In 1086, King William commissioned the creation of the so-called Domesday Book, which inventoried all of his kingdom’s assets, including wooded commons and pastures, where workers would go to graze livestock, harvest firewood, and burn charcoal. Signs of these early natural-cultural spots, where particular types of human activity intersected with particular types of wilderness, can be seen today. Rotherham calls these traces “shadow woods.”

Ghost woods underwent a more deliberate change. After the Domesday Book was published, the Normans began separating the wooded commons out into more discrete areas, sorting them according to landscape type. By 1235 AD, after much haranguing by the local barons, King Henry III had passed the “Statute of Merton,” which allowed lords to enclose parts of this land, including forests, for their own gain, keeping the plebeians out. This “fixed for all time what was previously a very fluid landscape,” says Rotherham. “Ghost woods,” he explains, are the remains of these essentially privatized lands, which the lords often tried to turn into pasture.

So how do you spot a ghost wood? Some clues are on paper—old maps and estate records can let you know whether the space you were standing was once someone’s private stand of trees. Court rolls might reveal conflict over a space, or paintings of the area may feature a tantalizing woodland in the background. The Domesday Book itself is full of hints (you can even search within it at the National Archives website).   

A coppiced tree in Scotland.
A coppiced tree in Scotland. Roger Griffith/Public Domain

Others require a different kind of detective work. Keep an eye out for “indicator species,” shade-friendly plants that tend to crop up during and after long periods of woodland cover. Which plants count as indicators varies by region—in Rotherham’s most common place of study, upland England’s Peak District, he and his teams look for holly, honeysuckle, and common cow-wheat, a yellow-flowered, high-stalked plant. (Cow-wheat is pollinated by ants, so its seeds seldom stray far from their origin point.)

It’s also worth taking a second look at any trees around. Individual trees often live for hundreds of years, and bear signs of past use. Keep an eye out for coppices—trees that were once cut near ground level to encourage the regrowth of smaller sticks, which were then harvested for firewood. What once were skinny stems are often now full-grown trees, arranged in a ring around their former base. Trees with corkscrewed trunks or thin branches that stick straight out may have once been grazing trees.

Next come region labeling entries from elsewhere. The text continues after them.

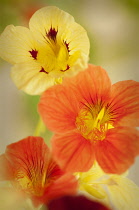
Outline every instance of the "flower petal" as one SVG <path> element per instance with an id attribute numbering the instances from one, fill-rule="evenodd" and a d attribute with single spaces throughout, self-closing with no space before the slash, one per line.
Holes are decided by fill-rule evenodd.
<path id="1" fill-rule="evenodd" d="M 92 144 L 76 132 L 56 134 L 52 152 L 61 168 L 69 172 L 87 171 L 94 162 Z"/>
<path id="2" fill-rule="evenodd" d="M 44 192 L 41 203 L 49 201 L 64 195 L 75 195 L 77 193 L 78 182 L 72 174 L 65 174 L 54 181 Z"/>
<path id="3" fill-rule="evenodd" d="M 121 174 L 139 154 L 139 132 L 130 127 L 110 129 L 106 139 L 98 141 L 95 149 L 96 160 L 106 173 Z"/>
<path id="4" fill-rule="evenodd" d="M 42 196 L 48 183 L 63 175 L 41 137 L 31 136 L 8 145 L 5 157 L 12 166 L 15 186 L 30 195 Z"/>
<path id="5" fill-rule="evenodd" d="M 85 196 L 64 196 L 48 204 L 49 210 L 109 210 L 103 204 L 87 199 Z"/>
<path id="6" fill-rule="evenodd" d="M 127 80 L 112 85 L 110 109 L 120 126 L 139 126 L 139 82 Z"/>
<path id="7" fill-rule="evenodd" d="M 59 72 L 56 69 L 58 66 L 60 67 L 58 70 L 61 69 L 64 76 L 77 74 L 78 71 L 87 67 L 89 39 L 84 28 L 77 24 L 70 14 L 54 6 L 44 7 L 34 13 L 29 27 L 36 40 L 45 45 L 53 45 L 54 57 L 57 49 L 61 49 L 56 56 L 56 64 L 50 63 L 54 65 L 53 74 Z M 50 58 L 49 55 L 47 62 Z M 65 70 L 67 66 L 68 71 Z"/>
<path id="8" fill-rule="evenodd" d="M 66 78 L 41 97 L 40 115 L 46 126 L 57 133 L 75 129 L 76 117 L 84 104 L 97 100 L 107 101 L 111 83 L 105 70 L 89 65 L 88 69 L 77 76 Z"/>
<path id="9" fill-rule="evenodd" d="M 72 87 L 55 85 L 44 92 L 38 110 L 50 130 L 63 133 L 75 129 L 79 107 Z"/>
<path id="10" fill-rule="evenodd" d="M 32 60 L 29 51 L 37 48 L 32 32 L 22 26 L 9 25 L 0 36 L 0 57 L 12 64 Z"/>
<path id="11" fill-rule="evenodd" d="M 110 97 L 111 81 L 107 72 L 100 66 L 92 64 L 88 68 L 80 72 L 71 80 L 65 79 L 78 90 L 78 100 L 82 103 L 97 104 L 99 102 L 105 103 Z M 69 86 L 68 84 L 68 86 Z"/>
<path id="12" fill-rule="evenodd" d="M 55 79 L 41 72 L 36 62 L 20 63 L 13 66 L 11 77 L 18 89 L 31 95 L 38 95 L 54 85 Z"/>
<path id="13" fill-rule="evenodd" d="M 0 155 L 0 181 L 11 180 L 13 178 L 13 169 L 5 154 Z"/>
<path id="14" fill-rule="evenodd" d="M 139 209 L 139 187 L 130 179 L 113 175 L 108 180 L 107 188 L 110 202 L 116 209 Z"/>

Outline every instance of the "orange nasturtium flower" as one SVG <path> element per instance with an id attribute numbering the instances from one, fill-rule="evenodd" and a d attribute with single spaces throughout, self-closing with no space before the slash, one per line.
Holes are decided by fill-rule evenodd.
<path id="1" fill-rule="evenodd" d="M 0 180 L 33 201 L 34 206 L 76 193 L 77 181 L 60 169 L 41 137 L 27 137 L 7 146 L 0 156 Z"/>
<path id="2" fill-rule="evenodd" d="M 52 138 L 55 158 L 72 172 L 87 171 L 94 160 L 106 173 L 121 174 L 139 154 L 139 82 L 111 85 L 104 69 L 89 65 L 65 78 L 40 99 L 39 112 Z"/>
<path id="3" fill-rule="evenodd" d="M 90 200 L 83 195 L 79 196 L 64 196 L 52 200 L 48 204 L 49 210 L 110 210 L 103 204 Z"/>
<path id="4" fill-rule="evenodd" d="M 89 47 L 86 31 L 54 6 L 36 11 L 29 29 L 9 25 L 0 36 L 0 57 L 13 64 L 15 85 L 32 95 L 86 68 Z"/>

On their own, none of those things make a smoking gun—Rotherham piles up archaeological, ecological, geological and historical evidence before he’ll make a case for a spot as a genuine ghost or shadow wood. But with an educated eye, what was once just a weird lumpy tree will whisper clues about its past relationships. And although Rotherham has focused his studies in England and Scotland, he’s quick to point out that all landscapes have history that can be divined from careful examination. Much of his work has been aided by citizen scientists, who have learned to read the land.

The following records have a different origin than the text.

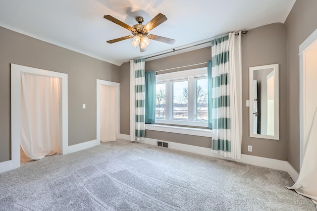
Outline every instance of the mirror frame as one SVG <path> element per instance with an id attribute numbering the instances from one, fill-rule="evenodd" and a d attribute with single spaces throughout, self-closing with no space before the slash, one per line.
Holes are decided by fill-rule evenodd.
<path id="1" fill-rule="evenodd" d="M 274 71 L 274 135 L 255 134 L 253 133 L 253 71 L 266 69 L 272 69 Z M 266 139 L 279 139 L 279 87 L 278 64 L 251 67 L 249 70 L 249 132 L 250 137 Z"/>

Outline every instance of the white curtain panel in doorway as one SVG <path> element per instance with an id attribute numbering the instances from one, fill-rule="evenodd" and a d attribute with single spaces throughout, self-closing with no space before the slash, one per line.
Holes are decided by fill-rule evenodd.
<path id="1" fill-rule="evenodd" d="M 310 198 L 317 205 L 317 109 L 313 121 L 303 165 L 295 184 L 290 189 Z M 317 208 L 317 205 L 316 206 Z"/>
<path id="2" fill-rule="evenodd" d="M 60 79 L 23 73 L 21 79 L 21 146 L 42 159 L 59 149 Z"/>
<path id="3" fill-rule="evenodd" d="M 115 105 L 115 88 L 100 85 L 100 141 L 117 140 L 117 106 Z"/>

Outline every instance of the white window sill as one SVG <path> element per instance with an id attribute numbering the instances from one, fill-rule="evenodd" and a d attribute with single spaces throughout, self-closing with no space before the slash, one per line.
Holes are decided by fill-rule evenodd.
<path id="1" fill-rule="evenodd" d="M 159 124 L 146 124 L 145 129 L 205 137 L 211 137 L 212 135 L 212 130 L 209 129 L 194 128 Z"/>

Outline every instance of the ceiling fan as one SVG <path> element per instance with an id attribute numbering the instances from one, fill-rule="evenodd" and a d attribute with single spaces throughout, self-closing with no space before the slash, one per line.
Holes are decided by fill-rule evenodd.
<path id="1" fill-rule="evenodd" d="M 172 39 L 158 35 L 148 34 L 150 31 L 167 20 L 166 16 L 161 13 L 158 14 L 157 16 L 154 17 L 154 18 L 145 25 L 142 24 L 144 21 L 143 18 L 142 17 L 137 17 L 135 19 L 138 24 L 134 25 L 132 27 L 111 15 L 105 15 L 104 18 L 131 31 L 133 35 L 108 40 L 107 41 L 108 43 L 114 43 L 122 40 L 133 38 L 133 41 L 132 41 L 131 44 L 136 48 L 139 46 L 140 51 L 141 52 L 144 52 L 146 51 L 146 48 L 150 43 L 150 40 L 149 40 L 148 38 L 150 40 L 156 40 L 157 41 L 162 42 L 168 44 L 173 44 L 175 43 L 175 40 Z M 147 37 L 148 38 L 147 38 Z"/>

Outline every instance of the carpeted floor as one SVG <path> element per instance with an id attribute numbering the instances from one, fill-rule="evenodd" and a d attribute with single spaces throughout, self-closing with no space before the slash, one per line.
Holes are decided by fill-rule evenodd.
<path id="1" fill-rule="evenodd" d="M 0 174 L 1 211 L 316 211 L 285 172 L 127 141 Z"/>

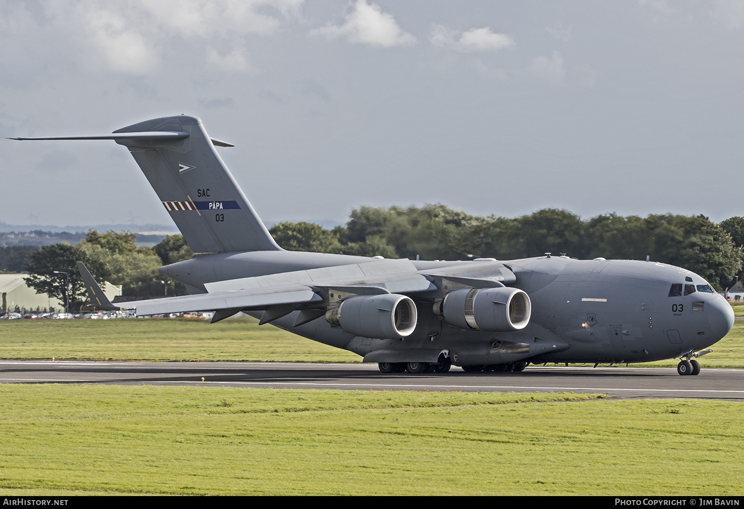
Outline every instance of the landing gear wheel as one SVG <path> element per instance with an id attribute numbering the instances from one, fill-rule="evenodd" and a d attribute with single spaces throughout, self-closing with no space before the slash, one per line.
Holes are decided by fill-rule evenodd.
<path id="1" fill-rule="evenodd" d="M 690 361 L 682 361 L 677 365 L 677 373 L 679 374 L 692 374 L 693 365 Z"/>
<path id="2" fill-rule="evenodd" d="M 512 371 L 524 371 L 525 368 L 527 368 L 527 362 L 515 362 L 514 369 Z"/>
<path id="3" fill-rule="evenodd" d="M 423 373 L 426 369 L 426 362 L 408 362 L 405 365 L 405 371 L 413 374 Z"/>
<path id="4" fill-rule="evenodd" d="M 382 373 L 395 373 L 394 362 L 378 362 L 377 367 Z"/>
<path id="5" fill-rule="evenodd" d="M 405 362 L 391 362 L 393 365 L 393 373 L 404 373 L 405 371 Z"/>

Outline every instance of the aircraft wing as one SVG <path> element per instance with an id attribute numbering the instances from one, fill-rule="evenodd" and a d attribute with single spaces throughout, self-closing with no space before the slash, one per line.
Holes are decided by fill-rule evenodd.
<path id="1" fill-rule="evenodd" d="M 470 264 L 472 262 L 468 262 Z M 115 306 L 109 302 L 85 265 L 78 262 L 88 289 L 89 297 L 94 304 L 107 310 L 135 310 L 137 316 L 161 315 L 188 311 L 215 311 L 214 321 L 231 316 L 242 310 L 265 311 L 261 323 L 272 321 L 295 310 L 301 310 L 298 323 L 319 318 L 325 313 L 324 304 L 338 301 L 351 295 L 379 294 L 415 294 L 437 290 L 446 279 L 452 285 L 478 286 L 481 287 L 503 286 L 504 278 L 501 264 L 492 269 L 490 277 L 496 270 L 499 281 L 472 278 L 486 275 L 479 266 L 475 273 L 469 265 L 471 273 L 463 277 L 441 274 L 423 274 L 417 270 L 407 259 L 376 260 L 364 263 L 321 267 L 306 270 L 280 272 L 253 278 L 240 278 L 205 284 L 207 293 L 179 297 L 153 298 L 129 301 Z M 511 273 L 509 271 L 510 274 Z M 507 280 L 508 282 L 508 280 Z"/>
<path id="2" fill-rule="evenodd" d="M 435 289 L 415 272 L 408 260 L 380 260 L 368 263 L 324 267 L 280 274 L 242 278 L 205 286 L 208 293 L 111 304 L 81 262 L 83 276 L 91 302 L 104 310 L 134 310 L 138 316 L 187 311 L 216 311 L 221 320 L 243 310 L 266 310 L 266 323 L 292 311 L 321 304 L 330 289 L 350 295 L 411 293 Z M 317 315 L 318 313 L 316 312 Z M 319 316 L 319 315 L 318 315 Z M 316 316 L 317 318 L 317 316 Z"/>
<path id="3" fill-rule="evenodd" d="M 219 310 L 236 310 L 234 313 L 237 313 L 245 308 L 265 309 L 272 306 L 310 304 L 322 300 L 312 288 L 296 285 L 283 288 L 219 292 L 122 302 L 120 309 L 136 310 L 138 316 Z"/>

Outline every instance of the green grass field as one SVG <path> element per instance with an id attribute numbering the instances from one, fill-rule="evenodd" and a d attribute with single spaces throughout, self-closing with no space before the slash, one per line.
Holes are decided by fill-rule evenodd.
<path id="1" fill-rule="evenodd" d="M 0 385 L 0 493 L 744 493 L 744 406 L 574 394 Z"/>
<path id="2" fill-rule="evenodd" d="M 744 310 L 744 306 L 736 307 Z M 744 320 L 700 357 L 701 365 L 744 368 Z M 8 320 L 0 359 L 360 362 L 362 357 L 250 318 L 211 324 L 192 318 Z M 670 359 L 635 366 L 676 366 Z"/>

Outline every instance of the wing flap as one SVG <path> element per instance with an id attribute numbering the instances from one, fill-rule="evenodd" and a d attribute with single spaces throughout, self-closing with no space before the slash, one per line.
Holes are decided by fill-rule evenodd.
<path id="1" fill-rule="evenodd" d="M 133 301 L 121 303 L 121 309 L 134 309 L 138 316 L 164 315 L 187 311 L 217 311 L 245 308 L 266 309 L 269 306 L 310 304 L 321 301 L 320 295 L 307 286 L 275 289 L 261 292 L 231 292 L 230 293 L 184 295 Z"/>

If you’d like to see good examples of ghosts and shadows, the Peak District, at the southern end of the Pennines, is a good bet. At Birchwood, in the Derbyshire Hills, you can spot 800-year-old trees, gnarled by human use. Around Matlock, there are remnants of old white charcoal pits. Other researchers have been looking there for evidence of a specific shadow wood, called Deadshaw, that supposedly had “hardy trees” and lasted into the 19th century. So far, they haven’t found quite enough evidence to pinpoint it—but Rotherham hasn’t lost hope.

“The ghosts are there,” he writes. “You only have to look.”

Update, 12/23 - This article has been updated to reflect further insights on ghost wood history from Dr. Rotherham.